Radiographic exams are crucial to evaluate maxillofacial trauma in the pediatric patient. Most oral and maxillofacial offices are equipped with panoramic radiograph capability and, therefore, orthopantograms are commonly used to diagnose fractures of the mandible. However, in the hospital setting, there appears to be a trend to rely on CT imaging. Most emergency room facilities use the rapid CT scans to evaluate for central nervous system trauma. The scan can easily be carried through the maxillofacial region to diagnose facial fractures and give detailed three-dimensional information about fracture morphology and displacement. The CT scan is especially valuable when evaluating midface trauma. Additionally, the polytrauma patient or patient with questionable spinal injuries or long bone fractures cannot sit or stand for the traditional panoramic radiograph ( Fig. 2 ). The information obtained from the CT scan is more detailed and valuable than information obtained from the traditional panoramic films. Finally, the standard mandibular series of plain radiographs has very limited use when compared with the information gained from CT imaging ( Fig. 3 ).
Symphyseal and parasymphyseal mandibular fractures
Pediatric mandibular fractures require thoughtful consideration in management to avoid further injury to the developing dentition and significant growth disturbance. Most pediatric mandible fractures are amenable to closed reduction with MMF and the use of splints with skeletal fixation. With rapid healing and remodeling characteristic of the growing pediatric patient, even significant alterations of the occlusion and discrepancies in alignment are rapidly resolved. Indications for the use of rigid fixation are not common but do exist. Infants (less than 1 year of age) with mandibular fractures should be treated with observation. Diet modification is usually not necessary in this age group ( Fig. 4 ).
For anterior mandibular fractures, closed reduction is the preferred treatment plan. However, in fractures where proper alignment cannot be gained with MMF alone or condyle fractures require jaw function and physiotherapy, two alternative options exist. Construction of a lingual splint from dental models is an elegant but time-consuming technique for reduction and fixation. It requires taking dental impressions, a dental lab for fabrication, and yet another procedure to wire it on to the teeth ( Fig. 5 ). In addition, circumandibular wires are sometimes required to further secure the splint. This type of fixation allows for anatomic stabilization of the fracture and facilitates movement of the mandible, encouraging rehabilitation of condyle fractures if present.
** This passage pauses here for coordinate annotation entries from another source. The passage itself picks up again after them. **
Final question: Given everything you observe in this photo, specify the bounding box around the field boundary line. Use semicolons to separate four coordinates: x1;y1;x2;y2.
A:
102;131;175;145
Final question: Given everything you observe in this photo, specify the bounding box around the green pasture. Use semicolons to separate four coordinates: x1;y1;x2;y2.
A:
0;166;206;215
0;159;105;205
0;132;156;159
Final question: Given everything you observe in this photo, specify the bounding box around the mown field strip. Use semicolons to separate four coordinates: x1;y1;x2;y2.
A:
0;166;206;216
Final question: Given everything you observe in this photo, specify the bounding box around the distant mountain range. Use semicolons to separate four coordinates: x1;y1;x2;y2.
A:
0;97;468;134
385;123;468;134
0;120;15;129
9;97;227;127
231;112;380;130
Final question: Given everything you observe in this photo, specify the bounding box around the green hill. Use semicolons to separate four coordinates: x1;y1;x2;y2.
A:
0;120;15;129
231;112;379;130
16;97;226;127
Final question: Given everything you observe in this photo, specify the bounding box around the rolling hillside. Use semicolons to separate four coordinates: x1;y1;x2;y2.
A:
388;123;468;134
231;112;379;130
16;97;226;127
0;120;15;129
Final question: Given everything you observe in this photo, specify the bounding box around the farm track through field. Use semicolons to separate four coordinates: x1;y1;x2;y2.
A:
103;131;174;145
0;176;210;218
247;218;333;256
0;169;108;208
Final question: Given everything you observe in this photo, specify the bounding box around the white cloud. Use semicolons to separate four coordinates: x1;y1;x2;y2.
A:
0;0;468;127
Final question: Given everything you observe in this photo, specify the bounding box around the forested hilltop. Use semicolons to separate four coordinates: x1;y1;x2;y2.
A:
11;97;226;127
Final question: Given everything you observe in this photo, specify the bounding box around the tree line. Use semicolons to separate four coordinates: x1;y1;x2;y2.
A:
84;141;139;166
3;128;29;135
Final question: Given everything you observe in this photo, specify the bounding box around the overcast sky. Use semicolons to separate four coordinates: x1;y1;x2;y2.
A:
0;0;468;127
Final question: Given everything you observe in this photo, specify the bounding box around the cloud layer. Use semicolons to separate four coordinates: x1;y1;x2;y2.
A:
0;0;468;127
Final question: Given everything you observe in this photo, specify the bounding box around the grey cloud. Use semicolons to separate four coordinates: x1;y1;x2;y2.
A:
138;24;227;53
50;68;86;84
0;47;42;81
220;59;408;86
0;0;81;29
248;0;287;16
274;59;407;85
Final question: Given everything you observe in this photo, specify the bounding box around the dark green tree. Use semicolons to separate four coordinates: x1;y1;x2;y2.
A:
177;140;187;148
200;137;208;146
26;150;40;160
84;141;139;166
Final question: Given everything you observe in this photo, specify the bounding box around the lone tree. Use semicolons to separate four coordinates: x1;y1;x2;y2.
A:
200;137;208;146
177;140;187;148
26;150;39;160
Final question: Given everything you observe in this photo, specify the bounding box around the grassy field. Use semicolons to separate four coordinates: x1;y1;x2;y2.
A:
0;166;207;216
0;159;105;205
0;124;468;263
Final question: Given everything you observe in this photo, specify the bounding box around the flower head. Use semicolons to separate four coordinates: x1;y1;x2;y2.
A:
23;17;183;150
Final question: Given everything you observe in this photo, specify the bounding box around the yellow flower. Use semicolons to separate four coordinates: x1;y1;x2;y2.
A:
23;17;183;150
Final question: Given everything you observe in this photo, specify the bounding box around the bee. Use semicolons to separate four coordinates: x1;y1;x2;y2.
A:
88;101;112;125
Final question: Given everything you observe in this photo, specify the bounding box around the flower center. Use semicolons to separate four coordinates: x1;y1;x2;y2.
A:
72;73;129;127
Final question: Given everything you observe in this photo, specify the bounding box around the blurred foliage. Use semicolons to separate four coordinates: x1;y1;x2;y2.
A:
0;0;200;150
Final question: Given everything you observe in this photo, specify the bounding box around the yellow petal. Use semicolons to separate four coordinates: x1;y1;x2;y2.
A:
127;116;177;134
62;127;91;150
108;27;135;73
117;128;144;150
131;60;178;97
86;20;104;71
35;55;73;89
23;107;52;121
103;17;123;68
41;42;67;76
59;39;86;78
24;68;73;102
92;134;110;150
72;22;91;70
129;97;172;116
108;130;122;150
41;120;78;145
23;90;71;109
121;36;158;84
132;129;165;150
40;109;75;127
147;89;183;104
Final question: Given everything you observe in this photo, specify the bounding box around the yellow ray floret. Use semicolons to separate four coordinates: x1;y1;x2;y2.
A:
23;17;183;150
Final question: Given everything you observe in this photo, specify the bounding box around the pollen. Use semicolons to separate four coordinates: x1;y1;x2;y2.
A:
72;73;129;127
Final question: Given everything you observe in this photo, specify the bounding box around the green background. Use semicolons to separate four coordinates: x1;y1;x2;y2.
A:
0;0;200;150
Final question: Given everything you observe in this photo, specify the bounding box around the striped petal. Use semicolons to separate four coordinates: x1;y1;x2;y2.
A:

The second treatment alternative calls for placement of MMF and a transoral monocortical miniplate placed at the very inferior border of the mandible ( Fig. 6 ). This combination of internal fixation and arch wire or bar across the involved teeth allows adequate stability for postoperative function with guiding elastics for the closed management of condylar fractures. The importance of placing the plate at the very inferior aspect of the mandible is emphasized. In the young child, the risk of screw placement in the developing dentition is high unless this principle is followed ( Fig. 7 ).